SCO's guide to getting rid of college mail

by Varun Gulati, Page Editor
Certain hallmark events characterize the average Blazer's life: getting stuck with that awful teacher, finding out the vending machines don't sell Snickers bars, admiring the Teddy bears on the disposable towels in P.E. and getting spammed by obscure colleges.

Thankfully, after long hours of extensive research, Silver Chips Online has devised a list of what to do with college mail.

Staple it to your bedroom wall"in decorative patterns
When your parents refuse to buy you that purple wallpaper with yellow polka dots, you can always resort to other ways of embellishing your walls. And since you happen to have an abundance of college mail, why not make the best of it? Try to channel your creative juices into an artful composition in your very own bedroom " make a star, a heart, a snowflake or a Donald Rumsfield. After all, don't colleges and schools promote creativity?

Sell it on eBay
In a world where it's possible to sell a cheating husband, cleavage advertising space or even Warcraft virtual gold on eBay, auctioning college mail should be a cinch. Somewhere out there there's a penguin sitting in front of a computer in Antarctica who's been deprived of mail his whole life. Imagine the joy he would feel in finally receiving a package full of spam!

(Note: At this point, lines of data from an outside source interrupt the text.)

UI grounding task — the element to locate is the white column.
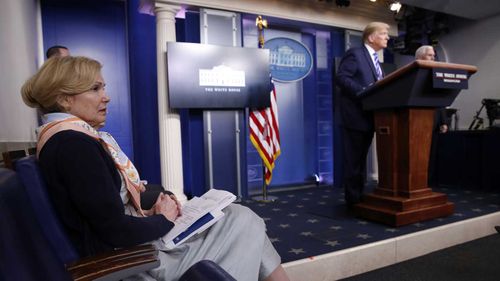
[155,3,186,201]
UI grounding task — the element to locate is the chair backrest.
[0,168,71,280]
[16,155,79,264]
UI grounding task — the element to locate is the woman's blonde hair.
[21,56,102,113]
[363,21,390,43]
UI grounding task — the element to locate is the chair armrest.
[66,245,160,281]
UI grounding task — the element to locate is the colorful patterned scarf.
[36,114,145,216]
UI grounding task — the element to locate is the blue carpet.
[241,187,500,262]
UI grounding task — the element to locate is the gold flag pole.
[252,16,278,203]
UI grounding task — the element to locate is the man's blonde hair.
[363,21,389,43]
[21,56,102,113]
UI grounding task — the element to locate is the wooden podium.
[355,60,477,226]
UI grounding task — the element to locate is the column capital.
[138,0,182,18]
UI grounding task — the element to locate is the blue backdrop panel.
[127,0,161,184]
[42,0,133,159]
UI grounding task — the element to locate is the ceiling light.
[389,1,401,13]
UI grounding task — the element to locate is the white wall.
[0,0,38,150]
[440,16,500,129]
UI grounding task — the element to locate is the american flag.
[249,80,281,185]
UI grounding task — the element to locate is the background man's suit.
[335,46,377,205]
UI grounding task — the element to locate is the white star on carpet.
[325,240,340,247]
[288,248,305,255]
[356,233,371,239]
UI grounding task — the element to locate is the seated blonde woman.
[21,56,288,281]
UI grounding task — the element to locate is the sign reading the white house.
[167,42,271,108]
[432,68,469,89]
[264,37,313,82]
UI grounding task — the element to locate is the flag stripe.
[249,81,281,185]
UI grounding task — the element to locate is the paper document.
[162,189,236,249]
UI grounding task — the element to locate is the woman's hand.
[153,193,180,222]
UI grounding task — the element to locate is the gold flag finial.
[255,16,267,48]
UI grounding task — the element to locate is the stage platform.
[242,186,500,281]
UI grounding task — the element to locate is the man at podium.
[335,22,389,207]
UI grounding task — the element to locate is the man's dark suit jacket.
[335,46,377,132]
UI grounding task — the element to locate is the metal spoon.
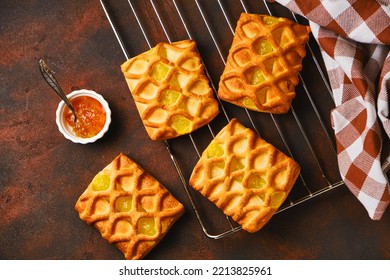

Try to break a Guinness World Record
If you're going to receive unwanted propaganda, do it the proper way! Go the whole nine yards and reply to every college, expressing some sort of interest in their newly founded gunsmith program. Within no time, you'll be on your way to breaking the first "most college mail" world record!

Perform alchemy
Since medieval times, alchemists have attempted the transmutation of metals into gold. A sure way to launch into fame would be to discover a method that converts college mail into something more useful, such as diamond, silver or ketchup. And once that's out of the way, philosophers can spend time musing over the next mystery of life: how Teddy bears and A-B-C blocks ended up on high-schoolers' gym towels.

Forward the mail to your neighbor
Instead of waiting on your porch for the mailman, you can go to your local post office and change your address to that of your next-door neighbor's. Now sit back and watch your neighbor's excitement as he begins to believe that Harvard wants his six-year-old daughter!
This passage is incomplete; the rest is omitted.